24 The other hypothetical test was if the President of the Tribunal, or some member of the Tribunal acting under delegation from the President, was called upon to consider under s.83B PE Act what notice should be given of a permit application, for example if there was a review of a failure to grant a permit under s.79 PE Act where the responsible authority had not given any notice of the application. If I, for example, had been called upon to determine what notice should be given of this permit application under those circumstances, I would have no knowledge of a previous application in 2003, or a more recent application in relation to neighbouring properties, or of any "grace and favour" practices of the responsible authority of giving more notice than is legally required of it, and I would have no knowledge of the practice of publishing notice on the website. Looking at it from this point of view I would have required notice to be given to the owners and occupiers of adjoining land. I would also have required it to be given, as the responsible authority required it to be given, to the owners and occupiers of opposite land, across the road, and across the Diamond Valley Creek. Beyond that I would have required a sign on the land. I do not think I would have required a notice in a newspaper or newspapers circulating in the area. I do not need to decide that point, as it is not relied upon. I would not have required notice to be given to the Association.

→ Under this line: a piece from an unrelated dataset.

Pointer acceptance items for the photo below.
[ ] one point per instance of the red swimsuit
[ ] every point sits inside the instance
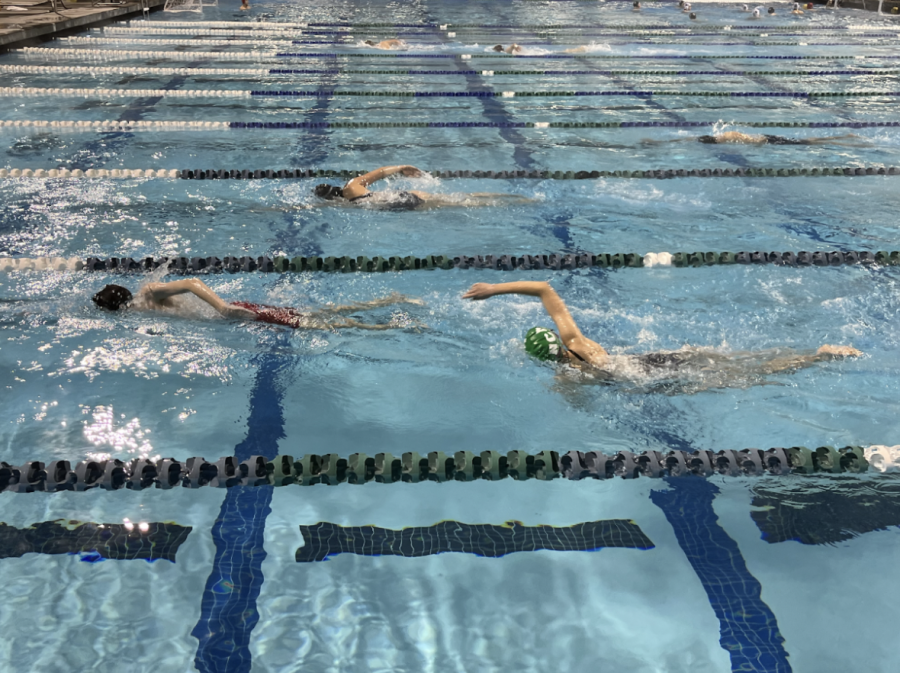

25 The Association sought to put its case on the basis that it was just and reasonable that it should have been given notice. Perhaps it was. I do not agree with the suggestion of the officer that it would have been unprofessional for him to have given, or require the giving, of notice to the Association. I think it is a pity he did not do so in the circumstances. Saying that it is a pity, or to say that it would have been just and reasonable to do it, is not the same thing as saying that it was failure to meet the requirements of s.52 not to do it. In fact, the responsible authority did what I would have required. In the circumstances I do not find that it should have done more.
26 On that basis, I held that there was no failure by the responsible authority to satisfy s.52 by its failure to give separate written notice to the Association. Thus the second ground, under s.87(1)(e), could not be made out.
27 This left the Association without any ground under s.87. On that basis I announced that the request would be refused.